# Decision Tree Explained

Decision tree also known as classification tree, segmentation tree or recursive partitioning. It incorporates non-linear effect and high order interaction between predictors. It creates a tree-based classification model. It creates rules and use those rules to predict future events such as likelihood of default on a loan or classify the population into different groups such as high, medium, low risk groups and then take the action accordingly. This technique is widely used in banking risk management.

Decision trees can be used for numerous tasks within a data mining project including data exploration, preparation, variable selection, building a baseline model, segmentation. The tree has 3 types of nodes – root node, internal or child nodes, leaf or terminal nodes.

There are many **decision tree algorithms** such as AID (Automatic Interaction Detector), MAID (Extended AID for multivariate outcome), THAID (Extended AID for categorical outcome using theta criterion), CHAID (Chi-Square Automatic Interaction Detector), CART (Classification and Regression Tree), ID3, C4.5, QUEST (Quick, unbiased, efficient statistical tree). The difference in these algorithms are based on split (binary, n-array), dependent variable (continuous, categorical), splitting criterion (Entropy, Gini, chi-square). CHAID is the most popular method among these algorithms. CHAID determines optimal n-array split, used for both types of dependent variable and used chi-square value (p-value) as splitting criterion.

Algorithm splits the data on the feature which have largest Information Gain and the splitting procedure repeats until the leaves become pure. However, deep tree leads to overfitting and require pruning the tree. There are two ways – **pre-pruning** (forward pruning) or **post-pruning** (backward pruning). Pre-pruning is an early stopping rule, which prune the tree through setting a limit for the maximal depth of the tree. Post-pruning is used after generating a full decision tree to remove branches in a manner that improves the accuracy of the overall classification when applied to the validation dataset.

**Information gain** is the difference between the impurity of the parent node and sum of the child node impurities. Examples of **impurity measures** – Entropy, Gini, Classification error. Entropy measure the variability of the distribution of DV with respect to IV. Entropy of 1 indicates high variability in the distribution and 0 indicates low variability. As the variability is reduced, there is gain in information. Entropy is 0 if all observations at a node belong to the same class and 1 if classes are uniformly distributed.

**CHAID** is non-parametric approach that makes no assumption of training data or prediction residuals. Its output is highly visual and easy to interpret. The splitting methods attempt to maximize the homogeneity of each group by means of purity measures. It searches for independent variables that are most significant to the dependent variable based on measure (Adjusted P-value Bonferroni Adjustment) which used to evaluate the best split. CHAID generates non-binary trees and choose optimal split based on chi-square value unlike CART which generates binary trees and use entropy or Gini measures.

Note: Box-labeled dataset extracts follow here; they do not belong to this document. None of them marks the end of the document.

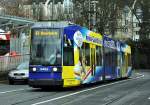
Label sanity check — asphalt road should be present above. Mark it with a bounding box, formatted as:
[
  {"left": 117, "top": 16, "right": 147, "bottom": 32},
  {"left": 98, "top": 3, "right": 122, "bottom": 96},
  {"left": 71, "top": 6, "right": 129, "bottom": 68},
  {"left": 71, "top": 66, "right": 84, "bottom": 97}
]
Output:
[{"left": 0, "top": 71, "right": 150, "bottom": 105}]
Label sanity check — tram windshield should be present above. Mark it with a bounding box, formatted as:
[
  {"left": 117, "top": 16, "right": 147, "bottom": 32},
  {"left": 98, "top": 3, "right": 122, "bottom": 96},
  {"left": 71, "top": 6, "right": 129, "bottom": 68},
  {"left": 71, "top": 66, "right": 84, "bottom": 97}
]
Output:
[{"left": 30, "top": 29, "right": 62, "bottom": 66}]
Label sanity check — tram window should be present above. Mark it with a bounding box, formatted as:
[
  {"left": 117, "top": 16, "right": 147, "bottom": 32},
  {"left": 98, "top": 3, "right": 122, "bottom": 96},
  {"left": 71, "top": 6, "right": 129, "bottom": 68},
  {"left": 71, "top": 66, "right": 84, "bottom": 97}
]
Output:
[
  {"left": 82, "top": 43, "right": 90, "bottom": 66},
  {"left": 96, "top": 46, "right": 102, "bottom": 66},
  {"left": 128, "top": 54, "right": 131, "bottom": 66},
  {"left": 63, "top": 47, "right": 74, "bottom": 66}
]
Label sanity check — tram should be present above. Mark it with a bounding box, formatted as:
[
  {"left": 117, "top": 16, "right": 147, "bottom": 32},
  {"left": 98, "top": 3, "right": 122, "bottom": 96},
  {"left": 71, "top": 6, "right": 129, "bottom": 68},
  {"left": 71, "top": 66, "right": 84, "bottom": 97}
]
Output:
[{"left": 29, "top": 22, "right": 132, "bottom": 88}]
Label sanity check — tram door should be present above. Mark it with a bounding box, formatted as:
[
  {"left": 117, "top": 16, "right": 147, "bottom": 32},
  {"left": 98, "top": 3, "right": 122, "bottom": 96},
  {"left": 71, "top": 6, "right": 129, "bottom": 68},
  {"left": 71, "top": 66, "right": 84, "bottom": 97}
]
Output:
[
  {"left": 125, "top": 54, "right": 128, "bottom": 76},
  {"left": 90, "top": 44, "right": 96, "bottom": 76}
]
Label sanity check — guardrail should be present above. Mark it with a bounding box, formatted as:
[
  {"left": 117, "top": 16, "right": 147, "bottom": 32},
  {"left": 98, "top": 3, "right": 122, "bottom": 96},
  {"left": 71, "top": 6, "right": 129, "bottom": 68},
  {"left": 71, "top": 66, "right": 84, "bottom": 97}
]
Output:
[{"left": 0, "top": 54, "right": 29, "bottom": 72}]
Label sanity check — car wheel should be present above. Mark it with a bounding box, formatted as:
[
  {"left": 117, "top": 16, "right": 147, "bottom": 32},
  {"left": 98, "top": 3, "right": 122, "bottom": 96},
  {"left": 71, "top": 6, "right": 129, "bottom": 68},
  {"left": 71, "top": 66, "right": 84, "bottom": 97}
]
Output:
[{"left": 9, "top": 79, "right": 14, "bottom": 85}]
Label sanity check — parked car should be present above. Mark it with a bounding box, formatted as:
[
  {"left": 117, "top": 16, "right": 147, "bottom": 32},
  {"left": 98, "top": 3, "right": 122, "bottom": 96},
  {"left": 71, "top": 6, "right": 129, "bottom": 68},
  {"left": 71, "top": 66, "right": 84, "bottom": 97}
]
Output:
[{"left": 8, "top": 62, "right": 29, "bottom": 84}]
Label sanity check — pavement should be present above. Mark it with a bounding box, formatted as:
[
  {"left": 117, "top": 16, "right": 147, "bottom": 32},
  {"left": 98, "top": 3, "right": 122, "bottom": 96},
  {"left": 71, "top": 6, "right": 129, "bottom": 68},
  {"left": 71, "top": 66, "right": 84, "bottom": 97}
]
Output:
[{"left": 0, "top": 70, "right": 150, "bottom": 105}]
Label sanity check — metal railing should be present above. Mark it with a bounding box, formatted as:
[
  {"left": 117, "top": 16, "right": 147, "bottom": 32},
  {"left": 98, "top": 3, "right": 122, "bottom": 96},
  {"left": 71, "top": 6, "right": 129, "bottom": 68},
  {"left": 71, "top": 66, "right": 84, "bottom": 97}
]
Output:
[{"left": 0, "top": 54, "right": 29, "bottom": 72}]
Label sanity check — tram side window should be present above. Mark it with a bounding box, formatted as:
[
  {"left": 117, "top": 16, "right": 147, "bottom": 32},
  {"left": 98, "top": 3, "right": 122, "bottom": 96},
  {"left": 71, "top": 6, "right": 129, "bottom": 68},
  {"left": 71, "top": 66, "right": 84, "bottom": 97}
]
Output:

A **p-value** is used in hypothesis testing to help you support or reject the null hypothesis. The smaller the p-value, the strong the evidence that you reject the null hypothesis. For example, a p-value of 0.03. This means that there is a 3% chance your results could be random (i.e happened by chance). The p-value indicates whether a coefficient is significantly different from 0. **Chi-square** test is a statistical test, which also tests the null hypothesis. CHAID uses chi-square test of independence. A statistically significant results indicate that the two variables are not independent i.e there is a relationship between them (DV and IV).

The classification table (cross-section of actual and predicted values (Good/Bad) provide a quick evaluation of how the model works. The table is also known as **confusion matrix**. The errors in classification model are generally divided into two types – training error (number of misclassification error on training records) generalization error (expected error on unseen or test records). A good model must have low training error as well as low generalization error.

To build a good classification model, one need to keep in mind few key points:

- Choose simple model over complex model if model errors are similar.
- Compute the performance metrics obtained using different estimation methods such as holdout method, random sampling, k fold cross-validation, bootstrapping.
- Prune the tree to avoid overfitting.
- Use CHAID algorithm which uses statistical chi-square test to determine the best split during the tree growing process.

The following libraries are available to build decision tree in R – ‘rpart’, ‘party’ and in Python – ‘scikit -learn’.

**Limitations of CHAID**

A small change in training data can result in a change in the tree and therefore the final predictions. Decision tree results in low bias but high variance which leads to overfitting. Information gain in decision trees is biased in favour of categorical variables having more levels.